The fifth section, “Modules and Packages” likewise contains greatly expanded content covering the use of modules, how to create them, why (and how) you should use them, the differences between importing and reloading modules, full coverage of Python 3.3 namespace packages, problems you can encounter with module use, and so forth. It talks about the features common to both major versions of Python, and has sections that are more specific, such as how byte code is handled (.pyc in versions prior to 3.2 and the __pycache__ directory in 3.2+) and namespace packages that were introduced in 3.3 (which is also shows the differences between regular packages and namespace packages). This once again shows the level of detail the book provides for users of any version of Python.

Section six is all about Object-Oriented Programming and classes, and gives great detail and examples on topics such as polymorphism, classes and subclasses, object handling, operator overloading, and more.

Section seven goes into the how’s and why’s of exceptions and how to use them to write good error-handling in your code. This is the last section that appears in both editions, although (as with every other section), this one is greatly expanded.

The new section in the 5th Edition, compared to the 3rd, is the “Advanced Topics” section and its five chapters. This section goes into unicode and byte strings — an area that has seen a lot of changes between Python 2.x and 3.x, as well as managed attributes, decorators for functions and classes, metaclasses and the differences between them.

Obviously I’ve not yet read the entire book and chances are I never will.

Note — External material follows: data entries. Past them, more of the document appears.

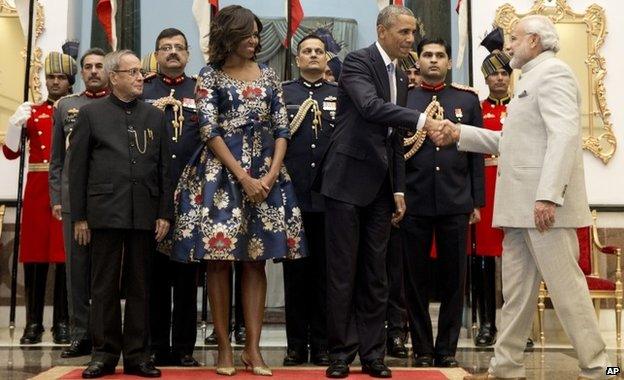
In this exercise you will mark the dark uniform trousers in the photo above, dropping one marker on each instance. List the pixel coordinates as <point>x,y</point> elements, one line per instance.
<point>78,281</point>
<point>112,250</point>
<point>173,318</point>
<point>305,290</point>
<point>418,232</point>
<point>357,239</point>
<point>396,313</point>
<point>180,324</point>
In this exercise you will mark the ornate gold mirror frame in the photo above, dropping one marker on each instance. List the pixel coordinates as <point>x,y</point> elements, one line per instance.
<point>581,36</point>
<point>7,9</point>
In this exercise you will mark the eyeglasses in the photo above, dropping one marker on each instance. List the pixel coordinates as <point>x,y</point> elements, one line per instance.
<point>169,48</point>
<point>134,72</point>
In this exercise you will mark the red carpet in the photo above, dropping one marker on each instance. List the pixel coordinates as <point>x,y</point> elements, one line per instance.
<point>278,374</point>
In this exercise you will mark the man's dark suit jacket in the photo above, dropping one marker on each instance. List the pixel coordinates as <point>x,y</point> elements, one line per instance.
<point>361,154</point>
<point>111,183</point>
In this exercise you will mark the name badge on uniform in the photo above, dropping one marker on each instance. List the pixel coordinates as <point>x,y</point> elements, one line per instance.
<point>458,114</point>
<point>72,116</point>
<point>189,103</point>
<point>329,103</point>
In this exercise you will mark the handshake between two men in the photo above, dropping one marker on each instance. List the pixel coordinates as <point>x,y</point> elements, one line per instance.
<point>441,132</point>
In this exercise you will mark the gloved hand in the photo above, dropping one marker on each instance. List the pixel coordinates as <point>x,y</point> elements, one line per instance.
<point>21,115</point>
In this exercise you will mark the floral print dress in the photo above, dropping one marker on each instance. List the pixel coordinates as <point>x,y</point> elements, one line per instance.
<point>215,220</point>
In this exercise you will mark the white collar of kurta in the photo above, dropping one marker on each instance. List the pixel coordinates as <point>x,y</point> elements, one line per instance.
<point>537,60</point>
<point>384,55</point>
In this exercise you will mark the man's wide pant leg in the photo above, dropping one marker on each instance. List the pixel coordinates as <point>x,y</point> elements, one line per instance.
<point>528,253</point>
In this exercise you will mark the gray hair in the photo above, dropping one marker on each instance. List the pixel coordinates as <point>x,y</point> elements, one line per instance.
<point>387,15</point>
<point>544,28</point>
<point>112,59</point>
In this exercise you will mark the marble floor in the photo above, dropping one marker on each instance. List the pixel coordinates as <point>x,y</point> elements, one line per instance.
<point>555,361</point>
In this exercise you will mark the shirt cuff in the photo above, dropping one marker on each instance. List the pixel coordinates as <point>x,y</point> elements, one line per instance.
<point>421,121</point>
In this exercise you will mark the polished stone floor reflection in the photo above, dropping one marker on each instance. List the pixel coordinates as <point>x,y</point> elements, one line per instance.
<point>556,361</point>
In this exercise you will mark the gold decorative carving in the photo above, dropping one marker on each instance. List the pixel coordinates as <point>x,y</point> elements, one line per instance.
<point>598,136</point>
<point>7,10</point>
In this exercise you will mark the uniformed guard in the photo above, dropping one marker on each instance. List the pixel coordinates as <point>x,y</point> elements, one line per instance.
<point>311,106</point>
<point>410,66</point>
<point>41,240</point>
<point>444,189</point>
<point>489,241</point>
<point>173,91</point>
<point>121,202</point>
<point>78,263</point>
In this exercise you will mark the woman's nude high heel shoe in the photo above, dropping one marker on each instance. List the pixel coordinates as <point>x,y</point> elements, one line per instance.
<point>225,371</point>
<point>259,370</point>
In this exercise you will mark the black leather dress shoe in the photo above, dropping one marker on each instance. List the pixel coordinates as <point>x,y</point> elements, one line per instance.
<point>97,369</point>
<point>396,347</point>
<point>211,340</point>
<point>424,360</point>
<point>320,357</point>
<point>187,361</point>
<point>295,357</point>
<point>240,334</point>
<point>446,361</point>
<point>32,334</point>
<point>376,368</point>
<point>77,348</point>
<point>486,336</point>
<point>60,333</point>
<point>338,369</point>
<point>145,369</point>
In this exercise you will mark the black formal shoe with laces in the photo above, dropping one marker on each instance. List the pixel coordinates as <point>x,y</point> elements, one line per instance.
<point>240,334</point>
<point>338,369</point>
<point>77,348</point>
<point>424,360</point>
<point>145,369</point>
<point>486,336</point>
<point>211,340</point>
<point>32,334</point>
<point>396,347</point>
<point>376,368</point>
<point>320,357</point>
<point>295,357</point>
<point>446,361</point>
<point>60,333</point>
<point>97,369</point>
<point>187,360</point>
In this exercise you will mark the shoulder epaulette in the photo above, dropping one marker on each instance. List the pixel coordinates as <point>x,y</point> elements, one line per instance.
<point>64,97</point>
<point>149,76</point>
<point>463,87</point>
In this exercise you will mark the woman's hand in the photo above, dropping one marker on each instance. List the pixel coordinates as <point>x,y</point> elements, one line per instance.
<point>254,188</point>
<point>268,181</point>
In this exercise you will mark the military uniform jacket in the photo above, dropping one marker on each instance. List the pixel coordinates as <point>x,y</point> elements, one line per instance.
<point>540,148</point>
<point>119,165</point>
<point>41,239</point>
<point>65,115</point>
<point>307,146</point>
<point>443,180</point>
<point>187,141</point>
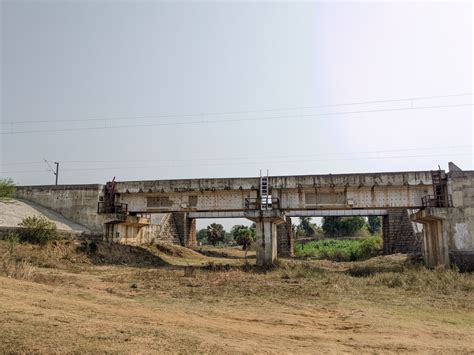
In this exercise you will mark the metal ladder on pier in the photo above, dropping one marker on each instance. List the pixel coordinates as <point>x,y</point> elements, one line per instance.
<point>265,197</point>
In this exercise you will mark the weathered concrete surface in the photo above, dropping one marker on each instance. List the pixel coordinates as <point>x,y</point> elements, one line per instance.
<point>449,232</point>
<point>285,238</point>
<point>159,228</point>
<point>325,192</point>
<point>75,202</point>
<point>399,235</point>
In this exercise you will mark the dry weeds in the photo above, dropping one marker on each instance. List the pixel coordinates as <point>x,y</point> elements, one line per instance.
<point>91,305</point>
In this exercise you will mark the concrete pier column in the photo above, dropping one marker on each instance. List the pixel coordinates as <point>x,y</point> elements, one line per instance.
<point>435,249</point>
<point>266,234</point>
<point>186,228</point>
<point>266,242</point>
<point>399,235</point>
<point>285,238</point>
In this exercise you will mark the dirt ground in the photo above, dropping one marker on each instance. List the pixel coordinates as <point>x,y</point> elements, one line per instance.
<point>118,299</point>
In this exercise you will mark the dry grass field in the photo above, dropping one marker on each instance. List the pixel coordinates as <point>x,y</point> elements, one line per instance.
<point>65,298</point>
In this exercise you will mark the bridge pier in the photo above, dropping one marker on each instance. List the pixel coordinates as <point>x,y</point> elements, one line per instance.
<point>285,238</point>
<point>399,235</point>
<point>266,234</point>
<point>186,228</point>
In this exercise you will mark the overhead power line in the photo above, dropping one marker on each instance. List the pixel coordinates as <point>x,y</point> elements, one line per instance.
<point>243,163</point>
<point>443,148</point>
<point>240,112</point>
<point>208,121</point>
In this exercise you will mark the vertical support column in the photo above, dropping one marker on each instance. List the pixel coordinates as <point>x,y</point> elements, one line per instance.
<point>285,239</point>
<point>434,247</point>
<point>266,243</point>
<point>186,229</point>
<point>191,241</point>
<point>398,233</point>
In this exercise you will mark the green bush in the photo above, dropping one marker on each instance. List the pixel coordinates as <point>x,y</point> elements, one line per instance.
<point>37,230</point>
<point>7,189</point>
<point>340,250</point>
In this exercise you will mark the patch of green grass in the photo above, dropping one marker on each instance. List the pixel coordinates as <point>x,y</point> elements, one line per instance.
<point>340,250</point>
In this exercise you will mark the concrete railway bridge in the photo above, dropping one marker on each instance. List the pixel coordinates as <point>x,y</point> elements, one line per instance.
<point>122,211</point>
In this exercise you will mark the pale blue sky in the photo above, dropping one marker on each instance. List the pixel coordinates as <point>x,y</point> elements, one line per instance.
<point>83,60</point>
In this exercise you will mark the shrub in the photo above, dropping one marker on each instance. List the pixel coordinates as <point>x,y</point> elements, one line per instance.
<point>340,250</point>
<point>7,189</point>
<point>38,230</point>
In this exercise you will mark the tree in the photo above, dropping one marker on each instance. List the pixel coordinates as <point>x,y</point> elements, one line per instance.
<point>215,233</point>
<point>374,224</point>
<point>7,189</point>
<point>342,226</point>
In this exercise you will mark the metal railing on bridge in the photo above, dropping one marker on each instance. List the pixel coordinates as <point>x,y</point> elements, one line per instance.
<point>103,207</point>
<point>437,201</point>
<point>258,203</point>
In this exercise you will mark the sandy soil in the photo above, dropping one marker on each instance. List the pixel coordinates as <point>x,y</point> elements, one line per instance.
<point>125,308</point>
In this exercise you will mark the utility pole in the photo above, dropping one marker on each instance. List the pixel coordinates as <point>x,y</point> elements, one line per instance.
<point>56,173</point>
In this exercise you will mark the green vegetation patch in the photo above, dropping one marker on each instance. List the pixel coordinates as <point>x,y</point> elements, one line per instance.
<point>340,250</point>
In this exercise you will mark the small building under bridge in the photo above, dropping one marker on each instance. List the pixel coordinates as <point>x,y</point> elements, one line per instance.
<point>143,211</point>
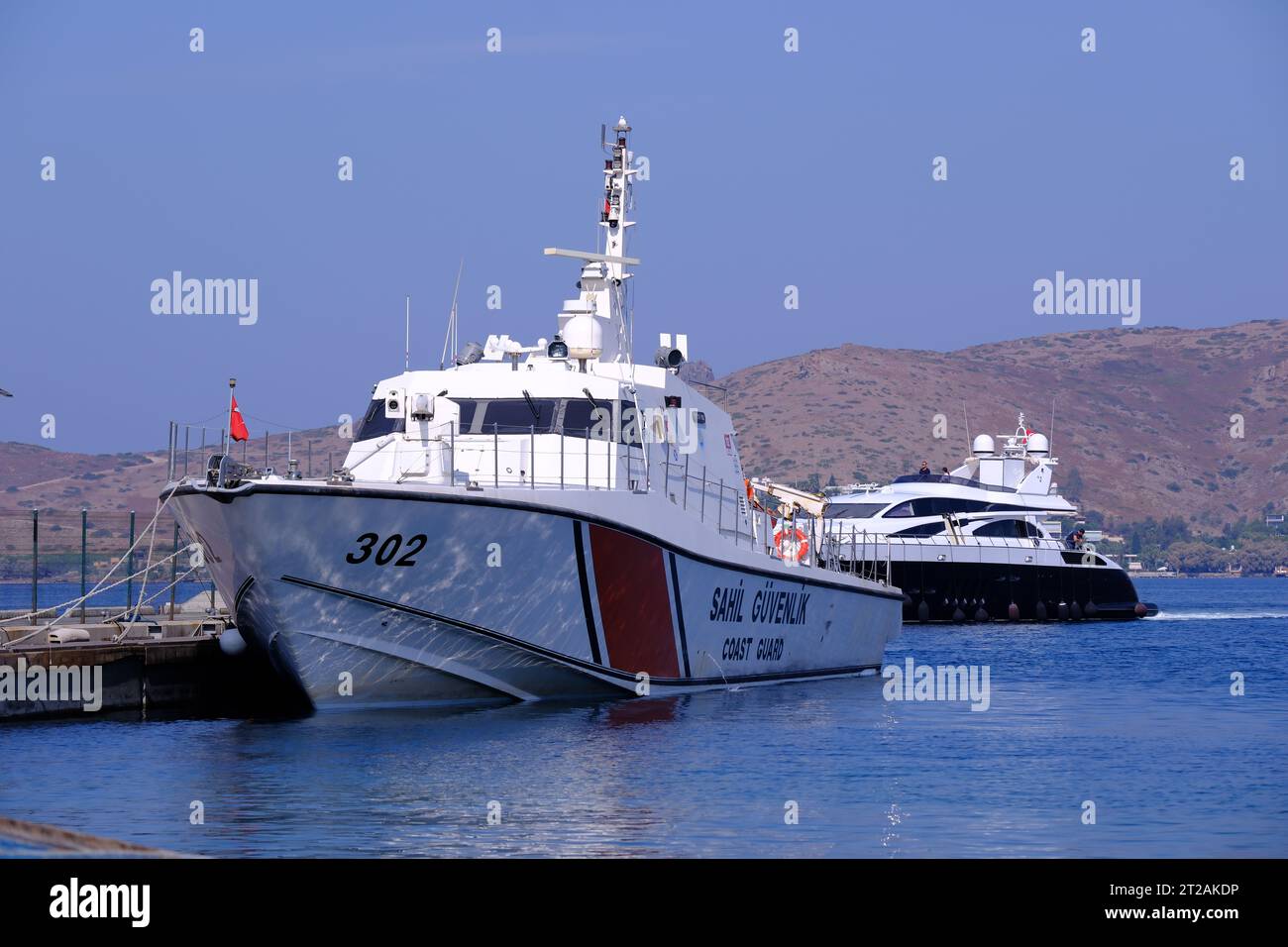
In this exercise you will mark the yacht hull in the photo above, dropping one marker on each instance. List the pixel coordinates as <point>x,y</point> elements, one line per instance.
<point>377,598</point>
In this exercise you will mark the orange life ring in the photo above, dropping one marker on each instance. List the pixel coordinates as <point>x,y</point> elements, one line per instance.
<point>791,544</point>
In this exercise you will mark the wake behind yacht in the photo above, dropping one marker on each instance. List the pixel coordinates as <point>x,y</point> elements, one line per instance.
<point>982,541</point>
<point>535,521</point>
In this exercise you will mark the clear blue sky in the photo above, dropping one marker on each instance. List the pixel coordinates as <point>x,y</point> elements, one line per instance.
<point>768,169</point>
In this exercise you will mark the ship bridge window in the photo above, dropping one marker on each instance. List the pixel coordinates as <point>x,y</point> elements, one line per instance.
<point>1008,528</point>
<point>375,424</point>
<point>601,420</point>
<point>851,510</point>
<point>507,415</point>
<point>941,505</point>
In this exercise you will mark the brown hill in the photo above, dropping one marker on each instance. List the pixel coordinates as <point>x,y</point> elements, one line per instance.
<point>1141,424</point>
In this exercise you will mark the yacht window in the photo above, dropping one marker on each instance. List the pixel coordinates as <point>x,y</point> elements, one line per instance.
<point>851,510</point>
<point>1005,528</point>
<point>375,424</point>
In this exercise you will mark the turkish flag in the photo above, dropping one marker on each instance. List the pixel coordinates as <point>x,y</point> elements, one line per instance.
<point>236,425</point>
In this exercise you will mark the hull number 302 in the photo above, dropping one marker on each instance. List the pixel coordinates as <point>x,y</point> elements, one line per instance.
<point>387,551</point>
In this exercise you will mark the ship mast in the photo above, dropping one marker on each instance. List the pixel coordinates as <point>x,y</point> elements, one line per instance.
<point>593,325</point>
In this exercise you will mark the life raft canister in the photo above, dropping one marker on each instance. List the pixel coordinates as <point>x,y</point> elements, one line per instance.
<point>791,543</point>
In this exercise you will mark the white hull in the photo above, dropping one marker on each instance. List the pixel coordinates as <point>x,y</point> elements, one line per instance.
<point>516,596</point>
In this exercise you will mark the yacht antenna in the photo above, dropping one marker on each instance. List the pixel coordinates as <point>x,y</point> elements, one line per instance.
<point>450,342</point>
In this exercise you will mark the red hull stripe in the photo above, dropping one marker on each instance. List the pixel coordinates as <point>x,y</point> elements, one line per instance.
<point>634,604</point>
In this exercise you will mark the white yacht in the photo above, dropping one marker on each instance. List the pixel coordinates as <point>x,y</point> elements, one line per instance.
<point>982,541</point>
<point>535,521</point>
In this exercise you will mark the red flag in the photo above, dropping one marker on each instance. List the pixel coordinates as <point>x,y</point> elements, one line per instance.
<point>236,425</point>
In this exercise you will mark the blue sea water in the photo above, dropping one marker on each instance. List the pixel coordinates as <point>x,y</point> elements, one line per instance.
<point>1136,718</point>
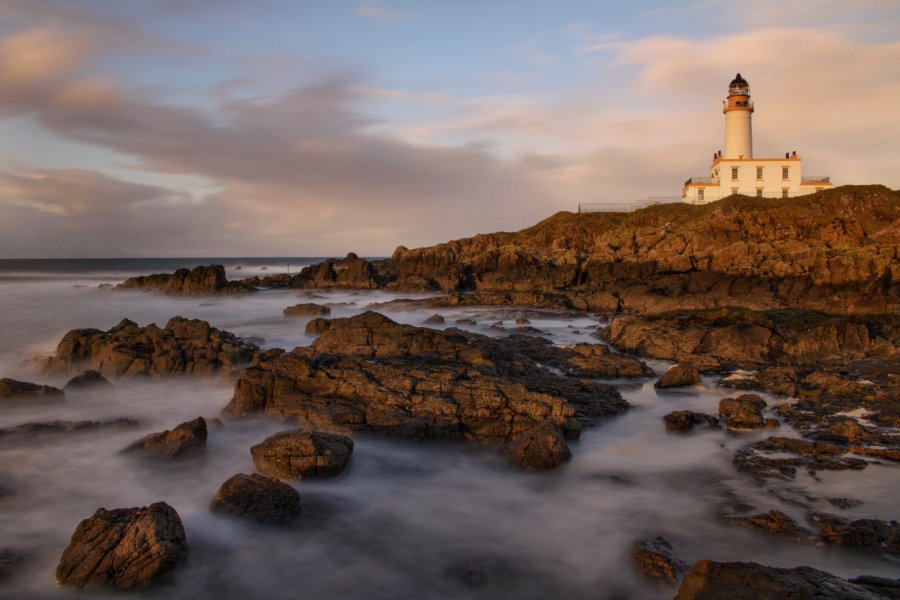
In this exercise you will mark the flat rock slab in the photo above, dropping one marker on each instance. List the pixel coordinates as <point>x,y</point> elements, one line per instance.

Most of these programming books I never do read end-to-end, but I do use them as functional references and to learn new things from (pretty much the entire “Advanced Topics” section is new to me), as well as to brush up on older things. From the parts I’ve read, and the comparisons I’ve made to the 3rd edition, this is most definitely a worthwhile “upgrade”. One thing I appreciate as well is the consistent back-and-forth regarding Python 2.x versus 3.x. As a Python coder who has never yet touched Python 3.x, this book will help me understand the subtle, and sometimes not-so-subtle, nuances between both major versions — when the time comes (aka: when the time is available). As such, this book is valuable to me now (writing code in Python 2.x) and will be valuable to me in the future.

I certainly appreciate the expanded content, as it’s already twigged a few things in my mind about the code I’ve written so far, and has given me some new ideas on how to handle certain issues or improve performance/handling of my code. This is both good and dangerous! Having said that, this is most definitely a book worth getting for any Python programmer who either is new to the language or is a veteran of the language — the first will appreciate the no-nonsense easy-to-understand approach to introducing both the basics and some quite advanced topics, while the latter will appreciate it as a reference book or to expand on their understanding of certain topics. For myself, I’m somewhere in the middle of the two and this book is introducing me to a lot of stuff I do not yet know, and is a very handy reference for the stuff that I do know (and need reminders of every once in a while).

I’ve highly recommended the 3rd edition of this book to anyone asking about good books on Python, and the 5th Edition is no different. I highly recommend this book to anyone who wants more than just a passing understanding of Python.

And as a replacement for my well-worn and well-loved 3rd Edition, I know this book will see much use from me.